To achieve functionality as shown in fig.5 of the paper (also shared below):
Is this what we do:
Does the above summary seem correct?
Hi @amaarora ,
You don't have to predict an image as an intermediate stage. You can directly predict DINOv2 (or ImageBind) global embeddings from any subset of modalities. Then, given the global embeddings of the query and retrieval set, you can perform retrieval by comparing their cosine similarities.
So, a summary would be as follows:
tok_dinov2_global = VQVAE.from_pretrained('EPFL-VILAB/4M_tokenizers_DINOv2-B14-global_8k_16_224')
cond_domains = [COND_DOMAIN1, COND_DOMAIN2]
target_domains = ['tok_dinov2_global']
tokens_per_target = [16]
autoregression_schemes = ['autoregressive']
Obtain the DINOv2 global embeddings for the retrieval set in a similar way.
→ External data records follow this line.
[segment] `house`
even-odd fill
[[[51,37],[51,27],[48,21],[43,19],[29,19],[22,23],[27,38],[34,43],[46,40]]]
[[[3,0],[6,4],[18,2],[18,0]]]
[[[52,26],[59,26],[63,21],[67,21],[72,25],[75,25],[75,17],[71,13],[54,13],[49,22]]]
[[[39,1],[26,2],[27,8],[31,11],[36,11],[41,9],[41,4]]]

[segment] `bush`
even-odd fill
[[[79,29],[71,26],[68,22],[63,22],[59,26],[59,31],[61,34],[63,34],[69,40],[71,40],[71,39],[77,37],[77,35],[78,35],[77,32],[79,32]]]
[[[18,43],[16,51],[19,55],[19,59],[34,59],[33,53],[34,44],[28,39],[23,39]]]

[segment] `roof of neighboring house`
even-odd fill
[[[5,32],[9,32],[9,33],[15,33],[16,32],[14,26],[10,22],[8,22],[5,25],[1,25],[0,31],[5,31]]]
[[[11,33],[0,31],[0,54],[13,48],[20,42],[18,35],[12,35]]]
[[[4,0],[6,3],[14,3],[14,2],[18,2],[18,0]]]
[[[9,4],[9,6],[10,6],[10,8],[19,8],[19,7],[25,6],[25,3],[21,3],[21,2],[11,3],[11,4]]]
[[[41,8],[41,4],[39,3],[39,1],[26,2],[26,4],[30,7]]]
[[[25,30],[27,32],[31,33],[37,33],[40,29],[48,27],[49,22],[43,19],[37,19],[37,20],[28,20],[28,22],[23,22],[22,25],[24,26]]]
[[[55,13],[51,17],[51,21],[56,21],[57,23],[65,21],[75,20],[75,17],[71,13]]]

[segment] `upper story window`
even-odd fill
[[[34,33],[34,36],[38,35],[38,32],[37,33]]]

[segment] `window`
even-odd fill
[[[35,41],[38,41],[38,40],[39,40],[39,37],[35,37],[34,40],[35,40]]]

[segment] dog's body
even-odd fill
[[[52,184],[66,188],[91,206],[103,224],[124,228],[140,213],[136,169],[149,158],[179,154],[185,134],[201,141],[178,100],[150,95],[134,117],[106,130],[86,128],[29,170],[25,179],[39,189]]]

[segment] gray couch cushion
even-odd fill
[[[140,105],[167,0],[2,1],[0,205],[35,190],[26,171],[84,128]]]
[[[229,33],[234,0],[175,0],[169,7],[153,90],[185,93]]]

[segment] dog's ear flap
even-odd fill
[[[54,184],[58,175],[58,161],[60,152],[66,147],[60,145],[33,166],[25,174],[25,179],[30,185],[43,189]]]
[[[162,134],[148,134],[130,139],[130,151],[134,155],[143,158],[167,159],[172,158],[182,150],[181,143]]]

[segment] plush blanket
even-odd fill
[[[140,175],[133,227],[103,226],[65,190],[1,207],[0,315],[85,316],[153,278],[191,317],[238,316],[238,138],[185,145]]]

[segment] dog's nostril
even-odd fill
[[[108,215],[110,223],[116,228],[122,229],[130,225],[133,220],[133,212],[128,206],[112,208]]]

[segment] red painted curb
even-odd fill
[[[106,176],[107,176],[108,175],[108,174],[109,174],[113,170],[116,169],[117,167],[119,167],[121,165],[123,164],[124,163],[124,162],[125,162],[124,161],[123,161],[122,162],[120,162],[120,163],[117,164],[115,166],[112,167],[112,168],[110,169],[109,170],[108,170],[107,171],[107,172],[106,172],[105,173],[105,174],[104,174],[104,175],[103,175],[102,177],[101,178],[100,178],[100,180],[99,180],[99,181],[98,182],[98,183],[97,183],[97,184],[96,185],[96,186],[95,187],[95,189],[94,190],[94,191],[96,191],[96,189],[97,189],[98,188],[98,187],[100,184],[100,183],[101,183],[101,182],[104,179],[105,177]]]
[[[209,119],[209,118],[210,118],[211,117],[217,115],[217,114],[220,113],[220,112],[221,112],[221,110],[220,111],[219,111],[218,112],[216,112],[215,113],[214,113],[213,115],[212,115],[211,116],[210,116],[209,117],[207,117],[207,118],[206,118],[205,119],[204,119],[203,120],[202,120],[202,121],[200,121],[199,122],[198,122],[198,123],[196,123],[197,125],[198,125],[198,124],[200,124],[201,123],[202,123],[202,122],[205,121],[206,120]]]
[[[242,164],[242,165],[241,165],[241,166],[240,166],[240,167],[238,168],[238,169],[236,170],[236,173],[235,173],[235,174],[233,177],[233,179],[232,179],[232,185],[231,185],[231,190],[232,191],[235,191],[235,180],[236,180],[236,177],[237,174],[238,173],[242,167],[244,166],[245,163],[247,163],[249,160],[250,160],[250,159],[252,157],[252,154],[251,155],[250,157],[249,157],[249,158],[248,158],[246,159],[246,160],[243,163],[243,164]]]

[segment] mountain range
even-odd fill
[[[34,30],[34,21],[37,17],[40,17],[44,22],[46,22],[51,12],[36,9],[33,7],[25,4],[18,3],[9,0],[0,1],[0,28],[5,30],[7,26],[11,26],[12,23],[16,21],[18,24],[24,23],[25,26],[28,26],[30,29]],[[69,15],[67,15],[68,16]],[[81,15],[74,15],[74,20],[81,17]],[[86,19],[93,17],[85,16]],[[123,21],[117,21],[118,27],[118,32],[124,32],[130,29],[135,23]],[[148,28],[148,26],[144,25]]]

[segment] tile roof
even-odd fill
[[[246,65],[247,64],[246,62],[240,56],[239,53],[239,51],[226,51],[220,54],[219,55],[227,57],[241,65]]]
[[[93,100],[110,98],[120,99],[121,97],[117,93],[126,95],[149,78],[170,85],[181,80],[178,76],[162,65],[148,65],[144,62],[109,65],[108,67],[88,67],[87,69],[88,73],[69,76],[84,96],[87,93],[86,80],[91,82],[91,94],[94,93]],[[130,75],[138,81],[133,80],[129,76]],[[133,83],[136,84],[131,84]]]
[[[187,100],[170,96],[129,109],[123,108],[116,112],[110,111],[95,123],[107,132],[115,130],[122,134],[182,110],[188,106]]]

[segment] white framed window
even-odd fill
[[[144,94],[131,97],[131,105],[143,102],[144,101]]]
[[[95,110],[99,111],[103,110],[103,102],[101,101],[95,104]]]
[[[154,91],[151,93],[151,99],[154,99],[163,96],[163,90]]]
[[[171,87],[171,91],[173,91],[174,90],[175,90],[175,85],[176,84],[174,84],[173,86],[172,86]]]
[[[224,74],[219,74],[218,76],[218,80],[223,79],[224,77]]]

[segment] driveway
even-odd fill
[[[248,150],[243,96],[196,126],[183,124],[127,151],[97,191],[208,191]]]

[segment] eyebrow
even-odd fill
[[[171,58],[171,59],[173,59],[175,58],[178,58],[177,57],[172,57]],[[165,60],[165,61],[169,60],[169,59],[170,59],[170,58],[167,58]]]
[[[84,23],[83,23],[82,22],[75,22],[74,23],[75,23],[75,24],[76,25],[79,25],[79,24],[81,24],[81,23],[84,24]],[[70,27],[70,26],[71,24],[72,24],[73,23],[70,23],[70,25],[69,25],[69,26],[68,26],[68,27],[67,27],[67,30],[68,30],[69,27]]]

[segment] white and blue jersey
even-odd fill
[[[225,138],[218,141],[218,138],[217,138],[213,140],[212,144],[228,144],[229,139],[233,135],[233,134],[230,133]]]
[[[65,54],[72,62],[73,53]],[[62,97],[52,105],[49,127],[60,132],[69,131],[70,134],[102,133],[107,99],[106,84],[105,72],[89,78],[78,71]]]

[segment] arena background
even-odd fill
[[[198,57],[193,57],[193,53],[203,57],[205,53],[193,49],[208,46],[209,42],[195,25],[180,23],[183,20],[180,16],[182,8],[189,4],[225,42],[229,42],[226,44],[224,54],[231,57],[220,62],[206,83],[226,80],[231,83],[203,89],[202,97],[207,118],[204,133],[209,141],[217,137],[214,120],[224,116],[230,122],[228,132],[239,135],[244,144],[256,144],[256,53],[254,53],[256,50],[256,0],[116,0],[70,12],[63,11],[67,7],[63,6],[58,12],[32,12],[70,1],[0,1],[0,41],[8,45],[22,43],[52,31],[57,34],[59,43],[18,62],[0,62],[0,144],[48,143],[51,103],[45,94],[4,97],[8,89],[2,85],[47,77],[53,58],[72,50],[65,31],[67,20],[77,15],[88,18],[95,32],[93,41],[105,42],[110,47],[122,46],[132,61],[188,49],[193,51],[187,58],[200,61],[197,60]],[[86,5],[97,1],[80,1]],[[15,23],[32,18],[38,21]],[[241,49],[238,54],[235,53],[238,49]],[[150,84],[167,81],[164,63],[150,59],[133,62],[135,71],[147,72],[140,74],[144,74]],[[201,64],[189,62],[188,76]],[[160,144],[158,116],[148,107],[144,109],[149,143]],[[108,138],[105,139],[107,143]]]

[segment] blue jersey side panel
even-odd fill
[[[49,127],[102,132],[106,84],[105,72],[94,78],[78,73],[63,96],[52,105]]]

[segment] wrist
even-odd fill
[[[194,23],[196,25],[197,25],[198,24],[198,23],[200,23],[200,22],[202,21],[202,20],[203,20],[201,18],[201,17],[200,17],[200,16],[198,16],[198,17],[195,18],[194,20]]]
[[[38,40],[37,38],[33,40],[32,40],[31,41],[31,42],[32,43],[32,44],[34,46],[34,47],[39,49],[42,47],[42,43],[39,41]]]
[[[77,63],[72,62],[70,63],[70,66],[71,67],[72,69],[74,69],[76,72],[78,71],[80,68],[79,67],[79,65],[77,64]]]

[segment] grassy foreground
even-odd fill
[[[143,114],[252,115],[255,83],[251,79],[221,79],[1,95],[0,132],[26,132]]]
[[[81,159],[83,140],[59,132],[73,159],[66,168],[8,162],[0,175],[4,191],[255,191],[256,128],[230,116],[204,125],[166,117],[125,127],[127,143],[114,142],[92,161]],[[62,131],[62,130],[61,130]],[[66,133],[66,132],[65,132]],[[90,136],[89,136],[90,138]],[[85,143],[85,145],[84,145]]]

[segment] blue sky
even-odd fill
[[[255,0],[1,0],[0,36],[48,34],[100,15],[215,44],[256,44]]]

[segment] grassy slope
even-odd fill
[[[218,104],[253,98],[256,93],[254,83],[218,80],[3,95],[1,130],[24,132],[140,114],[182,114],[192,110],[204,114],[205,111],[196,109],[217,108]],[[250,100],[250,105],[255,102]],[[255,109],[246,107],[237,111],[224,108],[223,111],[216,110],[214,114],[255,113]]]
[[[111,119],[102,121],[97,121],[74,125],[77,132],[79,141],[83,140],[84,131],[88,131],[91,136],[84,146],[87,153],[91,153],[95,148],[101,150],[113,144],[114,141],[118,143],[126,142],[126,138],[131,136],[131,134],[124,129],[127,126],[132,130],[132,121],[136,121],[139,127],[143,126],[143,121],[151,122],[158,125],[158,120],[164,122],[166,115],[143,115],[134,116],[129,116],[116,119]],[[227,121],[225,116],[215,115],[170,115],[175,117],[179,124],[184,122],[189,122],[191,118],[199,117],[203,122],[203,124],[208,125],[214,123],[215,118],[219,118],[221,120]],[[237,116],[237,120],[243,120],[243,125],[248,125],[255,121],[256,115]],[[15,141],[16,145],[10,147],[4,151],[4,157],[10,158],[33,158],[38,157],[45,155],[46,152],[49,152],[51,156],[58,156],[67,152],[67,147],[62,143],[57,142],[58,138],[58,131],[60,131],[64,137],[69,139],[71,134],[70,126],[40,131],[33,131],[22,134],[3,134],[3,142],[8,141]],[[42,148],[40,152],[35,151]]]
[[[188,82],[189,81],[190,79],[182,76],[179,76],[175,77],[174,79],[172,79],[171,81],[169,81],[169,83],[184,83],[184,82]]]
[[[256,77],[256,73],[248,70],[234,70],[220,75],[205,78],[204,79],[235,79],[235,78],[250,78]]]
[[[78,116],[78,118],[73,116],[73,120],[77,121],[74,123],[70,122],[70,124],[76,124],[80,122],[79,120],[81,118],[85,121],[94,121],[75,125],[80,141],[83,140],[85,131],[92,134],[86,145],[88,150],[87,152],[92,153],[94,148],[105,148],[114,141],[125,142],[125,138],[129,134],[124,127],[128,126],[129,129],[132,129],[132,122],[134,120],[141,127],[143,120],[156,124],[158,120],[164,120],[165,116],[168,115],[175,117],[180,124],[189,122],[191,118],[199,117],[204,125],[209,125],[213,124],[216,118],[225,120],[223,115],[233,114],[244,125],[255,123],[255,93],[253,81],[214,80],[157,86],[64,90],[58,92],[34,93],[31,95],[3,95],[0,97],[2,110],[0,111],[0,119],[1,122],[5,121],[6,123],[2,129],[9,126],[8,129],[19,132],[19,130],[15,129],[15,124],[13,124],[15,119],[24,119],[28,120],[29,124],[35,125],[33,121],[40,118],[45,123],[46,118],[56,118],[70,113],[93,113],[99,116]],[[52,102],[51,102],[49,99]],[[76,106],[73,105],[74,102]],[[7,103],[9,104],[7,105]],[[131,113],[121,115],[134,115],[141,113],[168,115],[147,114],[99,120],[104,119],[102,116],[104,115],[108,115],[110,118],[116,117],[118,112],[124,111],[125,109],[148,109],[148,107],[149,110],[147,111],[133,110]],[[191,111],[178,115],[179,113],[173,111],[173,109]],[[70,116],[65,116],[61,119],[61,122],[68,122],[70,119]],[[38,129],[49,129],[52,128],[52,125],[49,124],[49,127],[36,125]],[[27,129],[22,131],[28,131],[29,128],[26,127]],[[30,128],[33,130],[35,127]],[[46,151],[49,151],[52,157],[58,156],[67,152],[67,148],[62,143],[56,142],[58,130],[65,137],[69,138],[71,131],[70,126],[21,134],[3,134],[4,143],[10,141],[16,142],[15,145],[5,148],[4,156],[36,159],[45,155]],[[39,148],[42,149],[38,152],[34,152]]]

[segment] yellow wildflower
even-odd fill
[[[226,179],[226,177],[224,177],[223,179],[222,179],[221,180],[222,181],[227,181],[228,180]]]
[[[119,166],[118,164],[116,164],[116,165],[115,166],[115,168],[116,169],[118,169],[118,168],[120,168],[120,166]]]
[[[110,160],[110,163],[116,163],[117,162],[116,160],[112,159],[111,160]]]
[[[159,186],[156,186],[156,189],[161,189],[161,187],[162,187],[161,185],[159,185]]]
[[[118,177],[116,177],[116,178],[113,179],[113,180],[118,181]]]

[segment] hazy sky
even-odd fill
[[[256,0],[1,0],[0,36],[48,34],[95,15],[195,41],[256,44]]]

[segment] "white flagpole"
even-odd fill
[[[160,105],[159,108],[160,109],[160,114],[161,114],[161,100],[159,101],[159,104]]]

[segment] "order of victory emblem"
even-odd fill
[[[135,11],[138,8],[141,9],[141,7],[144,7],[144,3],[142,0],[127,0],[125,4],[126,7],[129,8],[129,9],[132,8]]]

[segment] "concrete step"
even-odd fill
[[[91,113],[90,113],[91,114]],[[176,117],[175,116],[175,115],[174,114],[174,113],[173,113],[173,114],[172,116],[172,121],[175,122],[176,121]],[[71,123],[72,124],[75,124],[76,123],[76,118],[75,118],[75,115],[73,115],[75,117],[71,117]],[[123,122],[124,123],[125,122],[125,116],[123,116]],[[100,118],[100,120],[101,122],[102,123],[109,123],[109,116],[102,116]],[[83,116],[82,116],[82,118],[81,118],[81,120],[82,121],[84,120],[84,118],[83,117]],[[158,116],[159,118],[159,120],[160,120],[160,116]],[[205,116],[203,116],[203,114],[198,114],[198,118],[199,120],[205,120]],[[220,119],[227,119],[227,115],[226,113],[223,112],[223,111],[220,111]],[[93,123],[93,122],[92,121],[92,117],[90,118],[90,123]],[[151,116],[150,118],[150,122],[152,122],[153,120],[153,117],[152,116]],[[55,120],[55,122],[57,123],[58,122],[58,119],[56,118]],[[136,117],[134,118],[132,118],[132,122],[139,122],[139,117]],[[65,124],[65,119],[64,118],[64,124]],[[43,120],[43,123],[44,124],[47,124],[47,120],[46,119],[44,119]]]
If you are using RGB images as retrieval set, alternatively, first predict DINOv2 global embedding of them using the pretrained DINOv2 (or ImageBind) model, then tokenize the global embeddings using the tokenizer from Step 1.
Perform cosine similarity comparison between the query and retrieval set.
Hey @ofkar, thank you so much! This is very helpful. I am writing a blog post on this and will share a draft shortly. :)
Hi,
I would like to kindly ask you to provide some pointers/examples on using 4M for such tasks as retrieval and classification. How do you load only the encoder, for instance?